The building is a pristinely-restored relic of black-on-white beams, ornate panels, and brick-edged fires.
A solid, three-sided bar proffers not just Cotswold lager and Rebellion ales, but also a serious cocktail list that seems like it might be plucked from the pages of Dickens.
Among its heritage English gins and rediscovered historic punches, Charles even gets a concoction of his own – materialising as an empty glass and a book, it would be a cruel for me to ruin the whimsical surprise that makes its potent blend of rum, citrus and brandy so memorable.
Having hopefully lingered over a drink you’ll notice that historical references also pepper the menu.
One starter, a “hash of snails”, (£11.75) is inspired by an 1884 recipe, although the finished dish couldn’t be more modern, borrowing garlic butter-poached snails and shaved fennel from The Fat Duck’s infamous porridge to perch on French toast with pistachio butter, caper berries and pickled walnuts.
For my money, it eclipses the three-star effort next door, but those unconvinced by something so unfamiliar will find more to like in robust British classics like pea and ham soup or Scotch eggs (£3.75).
Each is made over with considerable delicacy and finesse, the former vivid-green, frothing and dotted with melting chucks of gooey ham, the latter a precisely-formed ovoid of crisp crumb, silky sausage and molten yolk.
Fish pie bears a striking resemblance to the as-seen-on-screen version dreamed up by Heston in the days before his TV shows descended into ridiculousness.
Each chunk of fish – salmon, haddock and prawn – is individually poached to a specified temperature then doused in the lightest of sauces (ideal for triple-cooked chip dipping – make sure to order some (£4.25) to be tucked up beneath anchovy-laced breadcrumbs, crisp seaweed and a pungently savoury “sea water” foam.
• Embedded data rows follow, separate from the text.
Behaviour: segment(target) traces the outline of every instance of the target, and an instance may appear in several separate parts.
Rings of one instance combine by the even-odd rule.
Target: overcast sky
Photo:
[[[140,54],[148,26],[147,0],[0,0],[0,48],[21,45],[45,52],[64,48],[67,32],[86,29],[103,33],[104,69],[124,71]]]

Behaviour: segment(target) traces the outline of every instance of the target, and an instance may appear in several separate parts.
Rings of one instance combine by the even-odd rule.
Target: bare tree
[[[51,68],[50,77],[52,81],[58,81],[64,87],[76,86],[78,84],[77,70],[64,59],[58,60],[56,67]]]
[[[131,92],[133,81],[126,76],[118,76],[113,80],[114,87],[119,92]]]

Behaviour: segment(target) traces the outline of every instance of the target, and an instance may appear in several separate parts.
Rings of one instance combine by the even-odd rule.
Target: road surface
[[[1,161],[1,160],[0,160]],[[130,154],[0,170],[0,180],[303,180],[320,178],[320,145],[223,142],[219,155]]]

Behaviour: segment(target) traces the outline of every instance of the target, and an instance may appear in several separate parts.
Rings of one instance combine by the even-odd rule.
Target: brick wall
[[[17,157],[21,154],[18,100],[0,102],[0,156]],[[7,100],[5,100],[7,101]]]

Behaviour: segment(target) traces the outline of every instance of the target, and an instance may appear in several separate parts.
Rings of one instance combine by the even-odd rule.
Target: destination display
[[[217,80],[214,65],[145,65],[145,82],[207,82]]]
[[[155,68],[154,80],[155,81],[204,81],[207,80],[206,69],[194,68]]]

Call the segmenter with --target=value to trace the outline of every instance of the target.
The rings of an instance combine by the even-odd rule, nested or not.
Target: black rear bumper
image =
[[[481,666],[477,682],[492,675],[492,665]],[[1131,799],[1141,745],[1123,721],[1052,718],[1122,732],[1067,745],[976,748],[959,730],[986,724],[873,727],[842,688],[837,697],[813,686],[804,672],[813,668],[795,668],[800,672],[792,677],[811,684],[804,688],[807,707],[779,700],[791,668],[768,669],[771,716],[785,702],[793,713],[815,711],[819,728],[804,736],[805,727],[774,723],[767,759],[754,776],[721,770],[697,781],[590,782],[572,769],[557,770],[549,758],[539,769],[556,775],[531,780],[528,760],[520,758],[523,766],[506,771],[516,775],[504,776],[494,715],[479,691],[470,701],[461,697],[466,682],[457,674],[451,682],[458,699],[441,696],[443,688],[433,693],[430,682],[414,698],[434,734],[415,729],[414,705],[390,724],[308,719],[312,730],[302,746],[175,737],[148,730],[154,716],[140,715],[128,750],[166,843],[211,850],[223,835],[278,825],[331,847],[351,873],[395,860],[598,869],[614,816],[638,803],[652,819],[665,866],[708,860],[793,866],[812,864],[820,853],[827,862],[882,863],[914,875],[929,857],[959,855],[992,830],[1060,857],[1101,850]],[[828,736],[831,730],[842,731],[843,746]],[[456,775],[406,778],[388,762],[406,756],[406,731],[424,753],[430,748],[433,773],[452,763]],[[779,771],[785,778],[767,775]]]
If this sounds like a mean, over-complicated thing to do to a pie, be assured that its effect is to exponentially improve an inherently simple dish so often ruined elsewhere.
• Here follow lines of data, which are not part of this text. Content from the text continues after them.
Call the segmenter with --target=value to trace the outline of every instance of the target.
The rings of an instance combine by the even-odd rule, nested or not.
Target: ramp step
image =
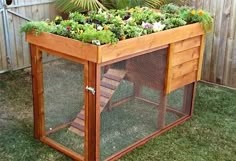
[[[84,126],[83,125],[72,122],[71,126],[84,132]]]
[[[84,131],[80,131],[79,129],[74,128],[74,127],[72,127],[72,126],[69,128],[69,130],[70,130],[71,132],[73,132],[73,133],[79,135],[79,136],[84,137]]]
[[[115,90],[119,86],[122,79],[125,77],[126,71],[119,69],[109,69],[106,74],[104,74],[101,81],[101,94],[100,94],[100,112],[104,110],[108,102],[110,101]],[[77,114],[77,118],[71,123],[69,128],[70,131],[78,134],[79,136],[84,136],[85,126],[85,107]]]
[[[112,84],[109,84],[107,82],[101,82],[101,86],[105,87],[105,88],[108,88],[108,89],[111,89],[111,90],[115,90],[116,89],[116,86],[112,85]]]
[[[115,76],[115,75],[112,75],[112,74],[104,74],[104,77],[108,78],[108,79],[111,79],[111,80],[114,80],[114,81],[117,81],[117,82],[120,82],[123,79],[122,77],[118,77],[118,76]]]
[[[101,91],[100,93],[101,96],[105,97],[105,98],[111,98],[112,94],[105,92],[105,91]]]
[[[79,114],[77,115],[77,117],[80,118],[81,120],[84,120],[84,118],[85,118],[84,115],[81,114],[81,113],[79,113]]]
[[[100,106],[101,106],[101,107],[105,107],[105,106],[107,105],[107,103],[108,103],[108,102],[102,102],[102,101],[100,101]]]

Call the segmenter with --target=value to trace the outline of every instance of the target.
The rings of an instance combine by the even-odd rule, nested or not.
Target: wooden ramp
[[[126,71],[118,69],[109,69],[106,74],[103,75],[100,84],[100,112],[102,112],[106,105],[109,103],[110,99],[115,93],[115,90],[118,88],[125,75]],[[69,130],[80,136],[84,136],[84,119],[85,109],[83,106],[82,110],[78,113],[75,120],[71,123]]]

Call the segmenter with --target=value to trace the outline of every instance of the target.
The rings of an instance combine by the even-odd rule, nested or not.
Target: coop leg
[[[164,91],[160,91],[160,104],[158,112],[158,122],[157,128],[162,129],[165,127],[165,114],[166,114],[166,105],[167,105],[167,95]]]
[[[42,53],[35,45],[30,45],[30,51],[34,106],[34,138],[41,139],[45,136]]]
[[[98,89],[100,81],[100,67],[97,64],[88,63],[88,83],[89,87]],[[100,96],[88,92],[86,95],[87,107],[85,108],[85,161],[99,160],[99,143],[100,143],[100,108],[97,100]]]
[[[190,114],[192,96],[193,96],[193,84],[186,85],[184,87],[183,108],[182,108],[182,112],[186,115]]]
[[[139,97],[141,92],[141,86],[139,83],[134,82],[134,97]]]

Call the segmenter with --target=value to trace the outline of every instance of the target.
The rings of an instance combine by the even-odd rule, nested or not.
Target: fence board
[[[0,22],[2,22],[2,13],[0,13]],[[0,23],[0,33],[3,33],[3,25]],[[0,34],[0,71],[7,69],[7,57],[5,50],[3,34]]]
[[[236,0],[193,0],[211,12],[214,31],[206,38],[202,79],[236,87]]]
[[[15,0],[14,4],[46,2],[47,0]],[[196,8],[211,12],[215,18],[213,33],[206,38],[205,59],[202,79],[214,83],[236,87],[236,0],[193,0]],[[11,11],[34,20],[52,19],[56,16],[52,3],[12,8]],[[30,65],[29,47],[24,35],[19,34],[20,25],[25,20],[8,14],[13,68]],[[3,33],[0,13],[0,32]],[[48,57],[48,59],[51,59]],[[0,35],[0,71],[7,69],[3,35]]]
[[[14,0],[12,5],[32,4],[36,2],[48,2],[48,0]],[[12,6],[11,5],[11,6]],[[57,12],[52,3],[38,4],[31,6],[23,6],[10,8],[10,11],[16,12],[23,17],[27,17],[32,20],[46,20],[52,19],[57,15]],[[25,42],[25,35],[20,34],[20,26],[26,22],[23,18],[20,18],[12,13],[8,12],[9,20],[9,33],[11,41],[11,61],[13,69],[19,69],[30,66],[29,46]],[[0,31],[2,31],[2,17],[0,17]],[[0,35],[0,72],[7,69],[6,64],[6,52],[4,49],[4,38]],[[48,57],[48,60],[51,58]],[[45,60],[47,60],[45,59]]]

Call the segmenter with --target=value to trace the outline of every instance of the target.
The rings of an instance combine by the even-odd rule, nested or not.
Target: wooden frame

The same applies to a rhubarb trifle (£7.95) whose multifarious layers of jelly, custard, syllabub, fruit, almonds, crumble, sponge and perhaps a tinge of green tea read as complex but eat like a homely, comforting dream.
A tiny, foaming cup of purple accompanied by a small note detailing inspiration and a tiddly lozenge of millionaire’s shortbread, chocolate wine slush is perhaps the only misstep into novelty – maybe try an equally historic but substantially larger quaking pudding (£7.95) instead.
If you haven’t already guessed, approaching The Hinds Head as if it were some local ‘gastropub’ only invites disappointment.
There’s a Michelin Star, staff use stands and trays, and the food – quite rightly seeing as now it nudges iconic – is neither priced nor conceived as everyday dining.
You can stop in for a drink – and it’ll be a good drink in a proper bar – but many pubs in Berkshire offer something not too dissimilar for less.
What they can’t offer, though – and what makes The Hinds Head completely unique in our ever-expanding pub pantheon – is a special occasion dining experience that through cocktails and cooking, beer and beams is seamlessly steeped in British history.